Seymour and Madeline stepped off the transporter platform on Meridian Station.

“Lunch, my dear?” he asked as they headed into the corridor outside the transporter room.

“Oh. No, thank you,” she answered hesitantly. “I had an early lunch on the Phoenix.”

“With Ned?” Seymour barely turned his head toward her as he narrowed his eyes.

“Doctor Hennessy was there. So were Wolowitz, Sokae and Ensign Zarrus.”

Seymour merely responded with a “hmmm” as they continued through the station corridors.

“He’s a rather gifted engineer, isn’t he?” Seymour finally asked.

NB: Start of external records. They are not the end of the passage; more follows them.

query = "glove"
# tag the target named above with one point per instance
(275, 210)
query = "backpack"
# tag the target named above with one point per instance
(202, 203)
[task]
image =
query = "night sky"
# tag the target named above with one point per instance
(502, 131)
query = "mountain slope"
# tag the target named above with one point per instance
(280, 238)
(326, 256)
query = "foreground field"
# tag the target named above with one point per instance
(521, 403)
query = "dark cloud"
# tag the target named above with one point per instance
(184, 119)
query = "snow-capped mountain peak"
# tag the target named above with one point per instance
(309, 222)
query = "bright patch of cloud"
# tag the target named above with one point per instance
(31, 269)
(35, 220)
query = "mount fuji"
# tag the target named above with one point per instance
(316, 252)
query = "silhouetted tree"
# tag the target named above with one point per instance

“Who?” Madeline asked, though she was fairly certain to whom Seymour was referring.

“Ned,” Seymour answered. “Doctor Hennessy.

“Yes, I suppose.” Madeline’s gaze was shifting everywhere, an intercom unit on the bulkhead, a deck directory sign, the carpeting on the deck, anywhere but the man walking next to her. “He’s made some valuable contributions to the team.” And he’s shown me more love and warmth than I’ve felt in a long time.

“Indeed, he has.” Seymour said, nodding. “It’s a shame he can’t be more involved in Project Phoenix after she launches. Such a waste. Don’t you agree, dear?”

Madeline stopped in the corridor and turned toward Seymour. “What are you saying, Seymour?”

“Oh, nothing.” He resumed his pace, letting her catch up to him. “Just thinking out loud.”